Cleaner is a necessary feature of any caching solution. In the end, if there is dirty data, it must always be cleaned by flushing the dirty data from the cache to a backing storage.

In the Open CAS Framework, depending on a selected cache mode and a particular use case, data is cleaned in different situations and by different means. For example, the dirty data may be cleaned in the backround by the cleaner task or the cleaning may be triggered by an I/O engine. Moreover, dirty data must be cleaned in order to perform eviction, when cache is 100% full and the data is 100% dirty. On top of that, user can also request a manual data flush by calling appropriate management function.

Background cleaning

The Open CAS Framework implements different strategies of determining when and what data is subject to being cleaned by the background cleaner. These strategies are different cleaning policies.

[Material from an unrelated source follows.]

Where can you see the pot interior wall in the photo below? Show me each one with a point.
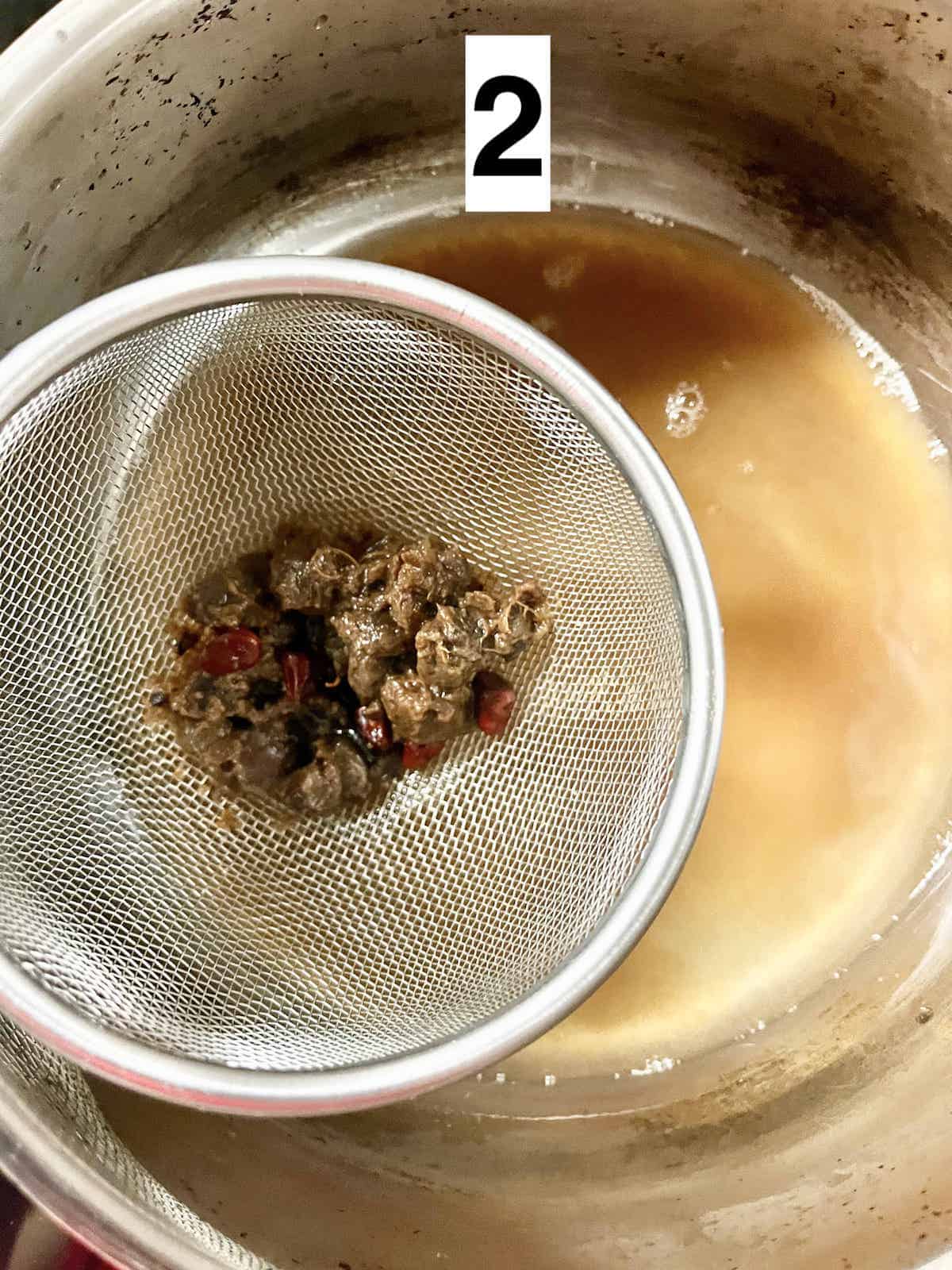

The cleaning is performed by periodically invoking ocf_cleaner_run() by the OCF adapter. Adapter is expected to call it as a response to the kick() callback and then according to the interval returned by the cleaner completion callback. For example, in Open CAS Linux, it is implemented using a background thread, however other OCF adapters may implement it differently, if at all.

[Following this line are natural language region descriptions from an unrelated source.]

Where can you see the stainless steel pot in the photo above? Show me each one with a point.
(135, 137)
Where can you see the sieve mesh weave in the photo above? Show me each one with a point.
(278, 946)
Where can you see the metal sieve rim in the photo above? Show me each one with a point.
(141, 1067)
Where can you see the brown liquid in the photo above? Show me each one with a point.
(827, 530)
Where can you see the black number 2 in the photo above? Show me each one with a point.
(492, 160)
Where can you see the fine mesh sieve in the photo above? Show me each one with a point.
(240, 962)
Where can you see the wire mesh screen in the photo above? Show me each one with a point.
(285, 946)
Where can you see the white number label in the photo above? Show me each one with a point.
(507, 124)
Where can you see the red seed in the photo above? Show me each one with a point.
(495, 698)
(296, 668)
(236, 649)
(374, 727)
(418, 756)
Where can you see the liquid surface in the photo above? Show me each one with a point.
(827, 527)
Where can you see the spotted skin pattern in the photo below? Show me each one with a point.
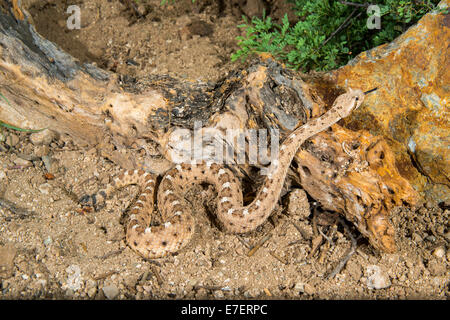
(178, 223)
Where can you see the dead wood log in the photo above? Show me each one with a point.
(353, 173)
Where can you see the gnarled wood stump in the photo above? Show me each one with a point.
(350, 172)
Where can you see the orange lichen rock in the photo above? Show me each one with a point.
(412, 106)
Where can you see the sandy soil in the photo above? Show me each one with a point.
(50, 248)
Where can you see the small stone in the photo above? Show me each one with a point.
(377, 279)
(7, 255)
(416, 237)
(91, 292)
(309, 289)
(40, 151)
(43, 137)
(12, 140)
(299, 287)
(439, 252)
(22, 162)
(298, 204)
(111, 292)
(45, 188)
(436, 267)
(218, 294)
(48, 241)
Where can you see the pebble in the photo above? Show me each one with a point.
(40, 151)
(48, 241)
(436, 267)
(439, 252)
(309, 289)
(92, 292)
(45, 188)
(43, 137)
(298, 204)
(7, 255)
(111, 292)
(12, 140)
(300, 287)
(22, 162)
(377, 279)
(74, 277)
(218, 294)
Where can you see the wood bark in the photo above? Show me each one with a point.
(353, 173)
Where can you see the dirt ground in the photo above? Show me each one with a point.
(50, 248)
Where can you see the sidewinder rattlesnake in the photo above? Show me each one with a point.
(178, 226)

When ocf_cleaner_run() is called, sanity checks are performed. If those are successful, a cleaning policy specific perform_cleaning() operation is called. After determining what data is to be cleaned, the policy then invokes the cleaner function - ocf_cleaner_fire(). This function performs the actual flushing, moving the dirty data to a core device.

Cleaning policies

The algorithm used for deciding what and when to clean is determined by the cleaning policy. The ALRU cleaning policy is selected during cache startup and may be changed during runtime.

Currently, Open CAS supports the following cleaning policies:

ALRU - Approximately Least Recently Used

Approximately Least Recently Used (ALRU) is the default cleaning policy. It is based on a classic least-recently-used list (LRU) approach.

Configuration

ALRU policy uses several config parameters to tune the behavior of the cleaner.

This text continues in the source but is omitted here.